Jego prezes Adrian Koper informuje, że od momentu powołania stowarzyszenia, odbyło się już kilka spotkań. Na jednym z nich, przedstawiono wstępną koncepcję zagospodarowania terenu przy hali sportowej. Niestety, jak dodaje Adrian Koper, koszt szacunkowy tej inwestycji opiewa na kwotę prawie 10 mln zł.
– W tej sprawie odbyliśmy dwa spotkania z wiceminister sportu – poseł Anną Krupką. Dowiedzieliśmy się, że istnieje możliwość dofinansowania, ale maksymalnie na co możemy liczyć w ramach tych programów to 50 proc. kosztów inwestycji. Przy deklaracji władz miasta o przeznaczenie na ten cel maksymalnie 1,5 mln zł, brakuje nam około 35 proc. kwoty, czyli 3,5 mln zł – zaznacza.
Dodaje, że na ten moment i przy takim zaangażowaniu kazimierskiego samorządu, nie stać ich na ten obiekt i trzeba zaczekać na nową perspektywę budżetu unijnego na lata 2021-2027.
Z kolei Marcin Jarkiewicz, członek komitetu, przypomina, że obecny obiekt, biorąc pod uwagę XXI wiek, jest budowlą dramatycznie przestarzałą, to obiekt muzealny. Nie przystaje do czasów współczesnych. Dodaje, że młodzi zawodnicy nie mają godnych warunków do trenowania, tym bardziej, aby rozgrywać mecze klasy okręgowej. Zaznacza, że po wielu latach oczekiwania kazimierzanie i miasto zasługują na nowy obiekt. Jak mówi, murawa jest w dobrym stanie.
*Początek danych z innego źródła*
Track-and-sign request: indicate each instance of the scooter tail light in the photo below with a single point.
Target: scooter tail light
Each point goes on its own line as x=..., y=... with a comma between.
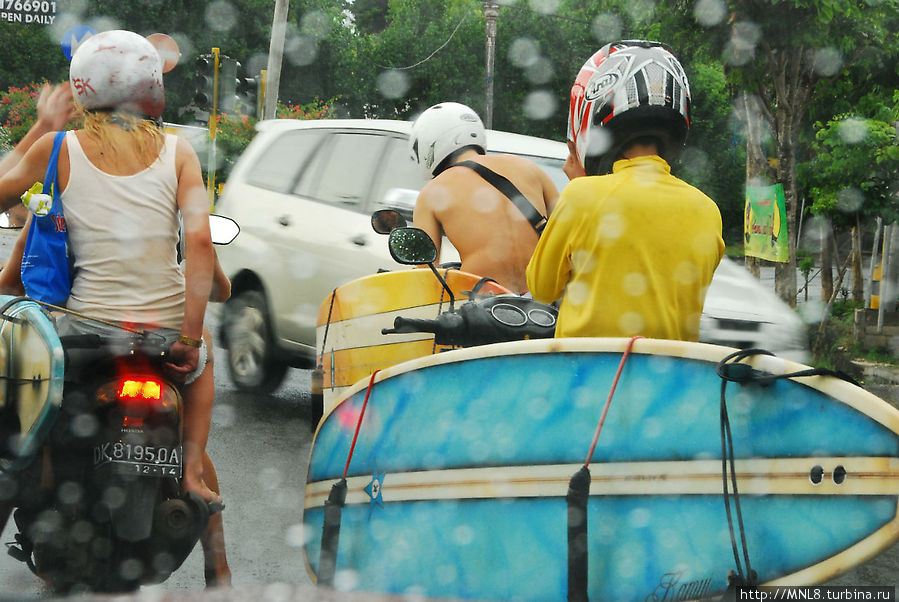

Pozostaje jedynie stworzenie zaplecza socjalno-sanitarnego dla drużyn oraz boiska treningowego.
– Chodzi nam o zbudowanie realnego obiektu, który będziemy w stanie zrealizować. Stadion został pozostawiony sam sobie. Nie zmieścił się w koncepcji rewitalizacji miasta. Straszy ławkami, odpadającym tynkiem – dodaje.
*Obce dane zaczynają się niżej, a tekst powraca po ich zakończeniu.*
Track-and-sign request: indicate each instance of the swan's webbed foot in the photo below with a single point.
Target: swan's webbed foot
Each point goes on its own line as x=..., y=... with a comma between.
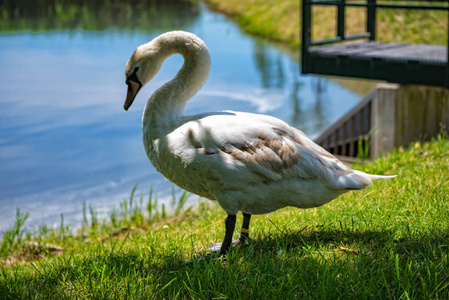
x=216, y=247
x=220, y=249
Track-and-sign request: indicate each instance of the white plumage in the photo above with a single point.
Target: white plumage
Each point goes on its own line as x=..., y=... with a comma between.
x=246, y=162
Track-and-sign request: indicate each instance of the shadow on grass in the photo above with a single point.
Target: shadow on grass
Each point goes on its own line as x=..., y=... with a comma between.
x=106, y=274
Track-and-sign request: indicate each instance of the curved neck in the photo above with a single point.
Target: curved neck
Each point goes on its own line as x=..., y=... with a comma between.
x=166, y=106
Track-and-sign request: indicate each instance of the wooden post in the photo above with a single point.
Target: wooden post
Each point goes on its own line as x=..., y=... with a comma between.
x=371, y=19
x=306, y=36
x=383, y=118
x=341, y=19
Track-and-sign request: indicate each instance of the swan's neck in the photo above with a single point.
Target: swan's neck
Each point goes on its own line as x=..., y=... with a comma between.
x=163, y=111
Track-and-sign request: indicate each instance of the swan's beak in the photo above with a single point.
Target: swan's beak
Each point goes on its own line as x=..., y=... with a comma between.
x=133, y=89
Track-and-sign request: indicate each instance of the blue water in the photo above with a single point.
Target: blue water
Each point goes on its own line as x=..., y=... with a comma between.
x=65, y=138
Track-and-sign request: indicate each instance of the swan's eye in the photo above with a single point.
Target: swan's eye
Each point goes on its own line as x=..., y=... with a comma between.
x=133, y=77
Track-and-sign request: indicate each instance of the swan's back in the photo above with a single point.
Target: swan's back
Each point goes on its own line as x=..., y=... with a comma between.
x=247, y=162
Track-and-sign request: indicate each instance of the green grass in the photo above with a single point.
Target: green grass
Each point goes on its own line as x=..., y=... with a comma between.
x=280, y=20
x=389, y=241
Członkowie stowarzyszenia zastanawiają się, czy nie wrócić do koncepcji rewitalizacji obiektu w obecnej lokalizacji przy ulicy Głowackiego, który na ten moment uznawany jest za relikt przeszłości w skali województwa świętokrzyskiego, jeżeli nie w skali kraju.
Jeśli samorząd nie wycofa się z deklaracji finansowania stadionu na poziomie 1,5 mln zł, a drugie tyle członkowie pozyskają z ministerstwa, to za 3 mln zł można doprowadzić obiekty Sparty Kazimierza Wielka do stanu, którego nikt by się nie powstydził przez następne dekady.
Warto zaznaczyć, że zaproszenie na obchody 100-lecia Sparty przyjęła wiceminister Anna Krupka, co jak zaznaczają członkowie komitetu podniesie rangę tego wydarzenia.